In other more recent cases, courts have also begun to make clear that a state university's Eleventh Amendment immunity may sometimes extend to other entities that the university has recognized or with which it is otherwise affiliated.

Since the Eleventh Amendment provides states and “arms of the state” with immunity only from federal court suits, it does not directly apply to Section 1983 suits in state courts. The definition of “person” may thus be the primary focus of the analysis in state court Section 1983 suits. In Will v. Michigan Department of State Police, 491 U.S. 58 (1989), the U.S. Supreme Court ruled that Section 1983 suits may be brought in state courts, but that neither the state nor state officials sued in their official capacities would be considered “persons” for purposes of such suits. In Howlett v. Rose, 496 U.S. 356 (1990), the Court reaffirmed that Section 1983 suits may be brought in state courts against other government entities (or against individuals) that are considered “persons” under Section 1983. In such cases, state law protections of sovereign immunity and other state procedural limitations on suits against the sovereign (see Felder v. Casey, 487 U.S. 131 (1988)) will not generally be available to the governmental (or individual) defendants.

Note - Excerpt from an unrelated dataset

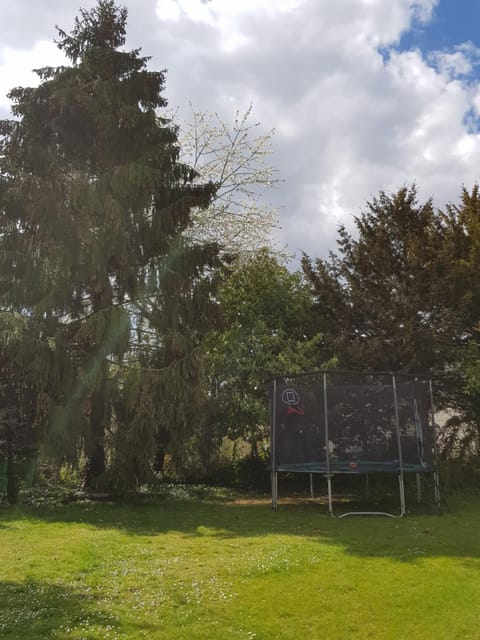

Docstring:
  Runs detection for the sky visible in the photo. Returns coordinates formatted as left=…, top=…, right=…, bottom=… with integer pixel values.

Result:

In Alden v. Maine, 527 U.S. 706 (1999), however, the Court determined that, even though the Eleventh Amendment does not apply in state courts, the states do have an implied constitutional immunity from suits in state court. Thus states sued in state court under Section 1983 may now invoke an implied sovereign immunity from state court suits that would protect them much as the Eleventh Amendment immunity protects them in federal court. States may assert this immunity defense in lieu of arguing, under Will and Howlett, that they are not “persons” or may argue that, if they fall within the protection of Alden's implied sovereign immunity, they cannot be “persons” under Section 1983.